Anders als Autoren wie Ulrich Rülein von der Calw oder Georg Agricola lässt sich Haselbergs Interesse am Bergbau weniger aus seiner eigenen Erfahrung, sondern vielmehr aus einer ökonomischen Motivation heraus erklären. Kleine Bücher wie das 44 Blätter umfassende „Der Ursprung gemeynner Berckrecht“ waren günstig zu haben und kamen im handlichen Quartformat daher. Leider wissen wir nur wenig über die konkrete Auflagenzahl oder den genauen Preis des Büchleins. David Conolly, der wohl beste Kenner von Haselbergs bergrechtlicher Schrift vermutet bei einer allgemeinen Auflagenhöhe zwischen 1'000 und 1'500 Exemplaren gut verkaufter Werke im 16. Jahrhundert, dass die Auflagenhöhe von Haselberg vermutlich eher am oberen Rand anzusiedeln sei. Conolly selbst kam auf 16 überlieferte Exemplare, wobei er das Exemplar der Eisenbibliothek übersehen hat. Nicht zuletzt einer der Gründe, genau diesen Band zum Lieblingsbuch zu erklären.

Der Besitzer des Bandes, welches sich nun in der Eisenbibliothek befindet, nutzte seine Ausgabe jedenfalls intensiv, denn der gesamte Text ist mit handschriftlichen Querverweisen, Anmerkungen und Erweiterungen versehen. Damit verweist das kleine Exemplar in der Eisenbibliothek auf ein Phänomen, was zumeist im Verborgenen liegt, nämlich die Frage der Nutzung solcher Bücher. Der «Ursprung gemeynner Berckrecht» ist als Kompilation – auch zeitlich – sehr unterschiedlicher bergrechtlicher Texte nicht dazu gedacht, linear in einem Stück gelesen zu werden. Vielmehr lädt es zum gelegentlichen Nachschlagen und Vertiefen ein. Und genau dies tat auch der unbekannte Besitzer des Büchleins im 16. Jahrhundert: Er zog Querverweise zwischen verschiedenen rechtlichen Bestimmungen in den Bergordnungen, er erweiterte das Register über Begriffe des Bergbaus um eigene Einträge und notierte zusätzliche rechtliche Bestimmungen für gewisse Bereiche des Bergbaus.

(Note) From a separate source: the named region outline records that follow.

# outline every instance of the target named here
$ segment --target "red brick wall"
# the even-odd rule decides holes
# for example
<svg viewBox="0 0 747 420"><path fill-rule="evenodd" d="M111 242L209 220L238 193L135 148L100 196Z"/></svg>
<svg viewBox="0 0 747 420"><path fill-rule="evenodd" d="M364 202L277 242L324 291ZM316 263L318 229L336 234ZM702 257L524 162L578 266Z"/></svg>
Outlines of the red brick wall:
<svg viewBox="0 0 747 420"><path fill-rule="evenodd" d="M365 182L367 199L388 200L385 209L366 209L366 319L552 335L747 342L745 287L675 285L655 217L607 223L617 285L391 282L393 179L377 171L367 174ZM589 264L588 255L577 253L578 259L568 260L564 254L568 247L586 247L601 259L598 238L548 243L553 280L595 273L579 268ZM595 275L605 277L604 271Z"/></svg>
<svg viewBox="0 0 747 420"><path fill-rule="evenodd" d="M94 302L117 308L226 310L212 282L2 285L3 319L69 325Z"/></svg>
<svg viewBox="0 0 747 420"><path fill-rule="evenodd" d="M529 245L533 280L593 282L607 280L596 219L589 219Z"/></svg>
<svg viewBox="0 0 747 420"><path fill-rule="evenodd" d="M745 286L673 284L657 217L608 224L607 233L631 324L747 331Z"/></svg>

Während sich die prächtigen und entsprechend teuren Folioausgaben von «De Re Metallica» mit ihren wunderschönen Illustrationen an ein eher exklusives, aber nicht notwendigerweise auch im Bergbau tätiges Publikum richtete und als kostbare Bände in Bibliotheken gesammelt wurden, zielten populäre Traktate wie  «Der Ursprung gemeynner Berckrecht» auf ein breiteres und vermutlich im Bergbau engagiertes Publikum und eine eher praxisnahe Nutzung: eine Nutzung und vor allem ein Publikum, dass leider in aller Regel im Verborgenen bleibt. Dank des überlieferten Exemplars in der Eisenbibliothek können wir zumindest einen kleinen, wenngleich nur schemenhaften Eindruck gewinnen, wie solche Bücher zeitgenössisch rezipiert und genutzt wurden. Welch bessere Begründung kann es für ein Lieblingsbuch geben!